There were 484 households, out of which 34.1% had children under the age of 18 living with them, 72.1% were married couples living together, 5.0% had a female householder with no husband present, and 20.0% were non-families. 16.5% of all households were made up of individuals, and 7.9% had someone living alone who was 65 years of age or older. The average household size was 2.67 and the average family size was 3.01.

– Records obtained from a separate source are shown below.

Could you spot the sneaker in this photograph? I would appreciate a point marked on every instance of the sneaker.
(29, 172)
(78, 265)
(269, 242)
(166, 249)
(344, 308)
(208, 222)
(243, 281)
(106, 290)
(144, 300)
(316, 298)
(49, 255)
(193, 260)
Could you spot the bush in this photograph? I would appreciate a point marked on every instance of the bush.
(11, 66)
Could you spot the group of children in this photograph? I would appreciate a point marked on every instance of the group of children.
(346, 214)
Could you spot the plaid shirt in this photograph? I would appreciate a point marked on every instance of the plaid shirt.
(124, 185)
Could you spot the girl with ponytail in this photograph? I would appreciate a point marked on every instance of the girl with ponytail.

In the township the population was spread out, with 24.6% under the age of 18, 6.9% from 18 to 24, 28.9% from 25 to 44, 26.5% from 45 to 64, and 13.1% who were 65 years of age or older. The median age was 40 years. For every 100 females, there were 102.7 males. For every 100 females age 18 and over, there were 104.8 males.

The median income for a household in the township was $46,420, and the median income for a family was $55,625. Males had a median income of $37,135 versus $23,816 for females. The per capita income for the township was $21,757. About 0.8% of families and 2.9% of the population were below the poverty line, including 4.9% of those under age 18 and 4.1% of those age 65 or over.